Io vivo qui dal 2009 e per la gente sono ormai "uno di loro": devo quindi rispettarne le regole. Partecipo come posso e mi sono rivolto ad amiche, amici e conoscenti italiani, e talora anche a degli occasionali visitatori, per ottenere un aiuto. Ho chiesto e continuo a chiedere di mandarci dei soldi per comperare quello di cui tante persone hanno assoluto bisogno. Io chiedo i soldi ma quando arrivano io ho finito il mio "lavoro" perché c'è un Comitato del Villaggio che decide come spenderli.
Qualche abitante (pochissimi) ha un discreto reddito e aggiunge un proprio contributo mentre tutti offrono il proprio lavoro volontario.
In questo modo abbiamo messo in funzione tre pozzi per l’acqua potabile e una centralina a dodici linee per la corrente elettrica. Abbiamo realizzato un piano di assistenza per gli anziani e abbiamo creato un dispensario per i farmaci con un minimo di assistenza medica. Stiamo costruendo dei nuovi gabinetti per le scuole. Abbiamo parzialmente risanato le strade interne e resa agibile la strada di accesso. Abbiamo fatto due vasche per i rifiuti e un canale coperto per le acque di scarico. Grazie ai soldi mandatici dagli amici italiani stiamo conducendo una periodica disinfestazione, con larvicida, per prevenire la febbre Dengue.
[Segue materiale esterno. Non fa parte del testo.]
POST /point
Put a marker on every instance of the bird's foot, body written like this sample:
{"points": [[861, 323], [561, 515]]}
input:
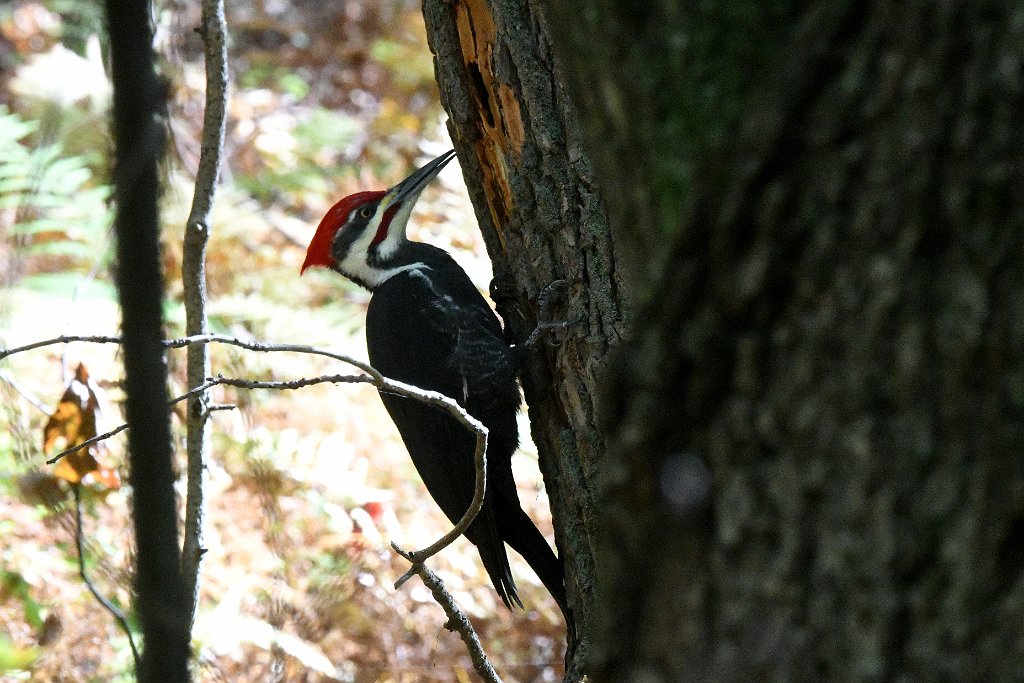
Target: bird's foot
{"points": [[554, 294]]}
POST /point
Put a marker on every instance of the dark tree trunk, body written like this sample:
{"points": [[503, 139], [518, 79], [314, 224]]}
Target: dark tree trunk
{"points": [[162, 606], [543, 221], [816, 466]]}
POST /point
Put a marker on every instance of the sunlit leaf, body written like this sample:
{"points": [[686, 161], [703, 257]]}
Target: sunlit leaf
{"points": [[73, 423]]}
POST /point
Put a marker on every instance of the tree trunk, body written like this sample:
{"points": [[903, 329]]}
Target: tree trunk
{"points": [[543, 221], [161, 604], [815, 467]]}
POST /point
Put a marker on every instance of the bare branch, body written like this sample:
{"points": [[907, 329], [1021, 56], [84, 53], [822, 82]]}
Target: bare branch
{"points": [[457, 619], [213, 29], [200, 339], [62, 339], [107, 604], [120, 428], [269, 348]]}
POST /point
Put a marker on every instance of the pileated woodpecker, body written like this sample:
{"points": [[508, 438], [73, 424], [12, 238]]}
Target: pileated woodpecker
{"points": [[428, 326]]}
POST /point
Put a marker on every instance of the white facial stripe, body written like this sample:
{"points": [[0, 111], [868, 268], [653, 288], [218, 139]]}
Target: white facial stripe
{"points": [[396, 229], [372, 276]]}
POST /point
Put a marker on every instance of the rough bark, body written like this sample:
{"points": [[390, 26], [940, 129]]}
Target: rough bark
{"points": [[161, 600], [214, 30], [543, 221], [815, 469]]}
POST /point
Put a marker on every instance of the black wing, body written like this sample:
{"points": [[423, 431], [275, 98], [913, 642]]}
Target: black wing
{"points": [[430, 328]]}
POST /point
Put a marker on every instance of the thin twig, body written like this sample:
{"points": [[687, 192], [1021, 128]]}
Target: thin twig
{"points": [[457, 619], [372, 376], [213, 29], [199, 339], [108, 605]]}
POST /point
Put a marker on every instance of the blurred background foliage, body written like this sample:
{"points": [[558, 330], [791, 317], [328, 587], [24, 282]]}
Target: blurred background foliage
{"points": [[306, 487]]}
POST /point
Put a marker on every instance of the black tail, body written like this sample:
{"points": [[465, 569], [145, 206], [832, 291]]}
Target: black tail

Ogni anno, agli inizi di ottobre, facciamo la nostra Festa dei Bimbi, durante la quale diamo da mangiare a tutti e distribuiamo penne e quaderni, scarpe e divise scolastiche per tutti bambini del villaggio. A molti, che abitano più lontano, siamo anche riusciti a comprare delle biciclette e, cosa più importante, abbiamo creato una specie di “banca del riso” con cui si distribuiscono sacchi di riso e altri generi alimentari agli anziani e ad alcune famiglie, con bambini, veramente bisognose.
La solidarietà è un dovere e non si può arrestare alla elargizione di denaro o la prestazione d’opera e io, che ho una casa piuttosto grande, come è costume fra i Cambogiani ho più volte ospitato delle famiglie in stato di bisogno. Ancora oggi ho tre adulti e quattro bambini come “ospiti” fissi e non so quanti sono quelli che ogni giorno si fermano a mangiare.
Abbiamo fatto tanti lavori, ma il loro costo è stato solo quello dei materiali acquistati o delle attrezzature noleggiate. Non abbiamo dovuto pagare sedi con aria condizionata, auto fuoristrada, salari e rimborsi spese a consulenti ed esperti di ogni genere delle varie ONG, ma le cose vanno avanti, anche se ogni giorno sorgono nuove emergenze.
La febbre Dengue ha fatto registrare una recrudescenza e si impone l'urgenza dell'acquisto di grossi quantitativi di larvicida.
Le richieste di aiuto per l'acquisto di farmaci o per fare degli accertamenti diagnostici sono continue, pressanti e tutte ampiamente giustificate, soprattutto quelle pediatriche.
Con la riapertura della scuola, dovremo acquistare scarpe, divise, quaderni e penne per i bambini. Il prezzo del riso continua a crescere e molte famiglie, senza un aiuto, corrono il rischio di dovere ancora ridurre la loro magra alimentazione. Il bisogno cresce, ma ......con l'aiuto di tutti, siamo sempre riusciti a farcela.